Pro paramisa

pro paramisa literally for fairy tales (paramisi f. fairy tale). Traditional culturally formalised gathering during which adults told tales. The official storytellers "in public" were men; at home, women could tell tales usually "adapted" for children. At public pro paramisa, children were merely tolerated, and when Decameron-type tales (džungale paramisa) were told, the children had to leave the room. In the tales - which were often heroic exploits that lasted several hours – ethnic norms were passed on and "elegant language" was cultivated. Good storytellers were known throughout the land and were highly valued.

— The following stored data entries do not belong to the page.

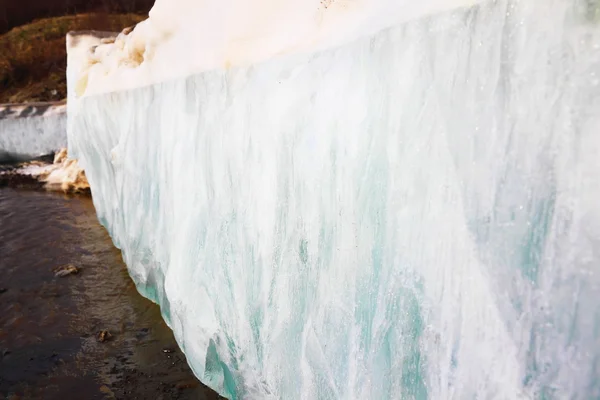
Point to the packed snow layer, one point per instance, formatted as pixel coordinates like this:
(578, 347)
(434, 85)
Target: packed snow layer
(411, 215)
(31, 130)
(182, 37)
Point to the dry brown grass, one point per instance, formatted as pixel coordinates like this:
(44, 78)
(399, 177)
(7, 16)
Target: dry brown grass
(33, 57)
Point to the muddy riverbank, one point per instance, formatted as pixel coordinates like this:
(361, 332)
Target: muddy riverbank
(49, 325)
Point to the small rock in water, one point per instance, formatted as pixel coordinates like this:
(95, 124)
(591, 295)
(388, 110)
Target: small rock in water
(66, 270)
(104, 336)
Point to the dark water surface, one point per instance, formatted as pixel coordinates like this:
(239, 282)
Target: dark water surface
(49, 325)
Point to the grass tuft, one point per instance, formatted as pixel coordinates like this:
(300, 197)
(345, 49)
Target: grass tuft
(33, 57)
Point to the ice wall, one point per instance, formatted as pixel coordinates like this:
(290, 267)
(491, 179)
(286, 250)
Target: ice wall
(182, 37)
(31, 130)
(411, 215)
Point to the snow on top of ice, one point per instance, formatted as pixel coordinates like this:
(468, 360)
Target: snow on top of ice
(182, 37)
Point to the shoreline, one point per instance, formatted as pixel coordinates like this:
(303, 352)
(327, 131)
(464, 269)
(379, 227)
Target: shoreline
(50, 325)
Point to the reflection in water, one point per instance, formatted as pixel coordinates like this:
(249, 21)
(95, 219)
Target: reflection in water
(48, 325)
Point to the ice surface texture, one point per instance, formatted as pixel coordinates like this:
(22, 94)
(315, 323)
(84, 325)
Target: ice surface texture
(412, 215)
(35, 135)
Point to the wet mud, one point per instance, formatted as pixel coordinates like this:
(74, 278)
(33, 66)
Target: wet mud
(85, 334)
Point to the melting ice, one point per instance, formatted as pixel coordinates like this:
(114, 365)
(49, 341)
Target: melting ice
(413, 214)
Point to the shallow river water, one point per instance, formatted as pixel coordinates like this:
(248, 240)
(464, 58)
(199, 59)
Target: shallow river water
(49, 325)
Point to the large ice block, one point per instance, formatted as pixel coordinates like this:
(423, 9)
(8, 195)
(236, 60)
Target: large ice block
(31, 130)
(412, 215)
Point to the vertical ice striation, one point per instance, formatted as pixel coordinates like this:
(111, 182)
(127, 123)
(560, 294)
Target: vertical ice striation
(412, 215)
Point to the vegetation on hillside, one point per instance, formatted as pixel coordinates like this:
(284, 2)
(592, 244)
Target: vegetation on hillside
(33, 57)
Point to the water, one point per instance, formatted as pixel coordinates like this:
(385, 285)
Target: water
(48, 325)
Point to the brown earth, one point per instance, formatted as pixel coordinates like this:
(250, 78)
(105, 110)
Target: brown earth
(18, 12)
(33, 57)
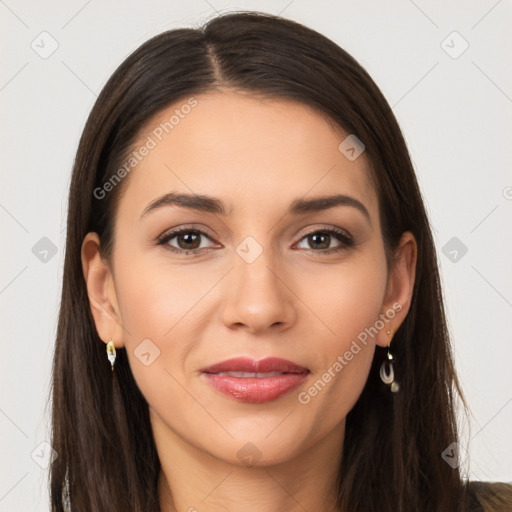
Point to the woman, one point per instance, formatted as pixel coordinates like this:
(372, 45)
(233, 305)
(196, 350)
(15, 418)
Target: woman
(209, 355)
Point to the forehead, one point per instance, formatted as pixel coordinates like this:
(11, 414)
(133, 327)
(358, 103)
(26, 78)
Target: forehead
(256, 154)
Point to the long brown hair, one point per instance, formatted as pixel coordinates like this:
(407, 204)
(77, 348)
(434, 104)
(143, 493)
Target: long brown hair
(107, 459)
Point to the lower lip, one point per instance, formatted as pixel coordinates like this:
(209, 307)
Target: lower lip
(256, 390)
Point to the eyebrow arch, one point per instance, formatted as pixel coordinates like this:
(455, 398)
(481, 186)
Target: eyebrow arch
(211, 204)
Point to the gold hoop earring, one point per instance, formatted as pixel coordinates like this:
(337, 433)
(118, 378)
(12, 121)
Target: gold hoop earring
(387, 373)
(111, 353)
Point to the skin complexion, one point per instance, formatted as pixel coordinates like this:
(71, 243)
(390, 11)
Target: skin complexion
(258, 270)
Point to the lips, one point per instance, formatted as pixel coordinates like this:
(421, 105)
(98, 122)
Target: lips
(252, 381)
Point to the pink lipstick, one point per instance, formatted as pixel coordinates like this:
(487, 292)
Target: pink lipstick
(248, 380)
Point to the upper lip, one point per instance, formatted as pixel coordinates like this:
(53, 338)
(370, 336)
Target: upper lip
(244, 364)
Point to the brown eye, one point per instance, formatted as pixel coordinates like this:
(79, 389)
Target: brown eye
(320, 241)
(185, 240)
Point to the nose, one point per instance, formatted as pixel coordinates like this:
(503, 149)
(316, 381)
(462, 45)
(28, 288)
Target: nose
(258, 297)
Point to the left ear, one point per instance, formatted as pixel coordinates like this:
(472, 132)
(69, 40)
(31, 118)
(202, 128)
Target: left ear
(397, 299)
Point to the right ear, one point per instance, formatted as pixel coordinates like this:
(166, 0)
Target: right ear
(101, 291)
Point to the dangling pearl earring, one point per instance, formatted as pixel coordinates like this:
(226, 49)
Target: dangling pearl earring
(386, 371)
(111, 353)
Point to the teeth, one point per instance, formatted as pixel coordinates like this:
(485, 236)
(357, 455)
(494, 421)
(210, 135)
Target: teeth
(251, 374)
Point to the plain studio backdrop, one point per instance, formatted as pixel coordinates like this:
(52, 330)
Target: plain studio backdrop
(442, 67)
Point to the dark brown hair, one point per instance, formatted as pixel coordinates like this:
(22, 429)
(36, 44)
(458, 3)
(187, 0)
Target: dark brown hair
(107, 459)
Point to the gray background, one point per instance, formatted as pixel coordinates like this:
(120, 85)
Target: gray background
(455, 111)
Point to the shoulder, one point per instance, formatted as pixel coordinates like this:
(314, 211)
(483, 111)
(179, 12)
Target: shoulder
(489, 496)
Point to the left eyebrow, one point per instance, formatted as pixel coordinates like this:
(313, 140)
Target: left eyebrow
(214, 205)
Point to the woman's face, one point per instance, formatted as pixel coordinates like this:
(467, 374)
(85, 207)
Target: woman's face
(248, 278)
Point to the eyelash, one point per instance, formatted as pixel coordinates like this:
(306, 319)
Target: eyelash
(346, 240)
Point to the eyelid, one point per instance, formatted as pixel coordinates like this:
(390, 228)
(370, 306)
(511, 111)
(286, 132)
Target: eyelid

The cultural gathering pro paramisa had its rules, and anyone who did not want to be thought of as an ill-bred boar, a degeš, kept to them. The audience, which met in the biggest building in the settlement in winter and in bad weather, rented the room for a small sum from the owner. Anyone who had no money brought a little wooden log to help heat the place in winter. The storyteller was rewarded with a pouch of pipe tobacco.

Unlike a bašaviben – a party with music, songs and dancing – there were no eating and, above all, no drinking alcohol during taletelling.

The listeners were not permitted to chat or to interrupt the storyteller. On the contrary, they were continually expected to assess the telling of heroic exploits of the paramisara and to encourage the storyteller with laughter, sighs, screams of horror and all kinds of interjections.

Witnesses of those delightful gatherings, which lasted so many hours, summed them up in one sentence: Just as gadže go to the theatre, we went to the pro paramisa.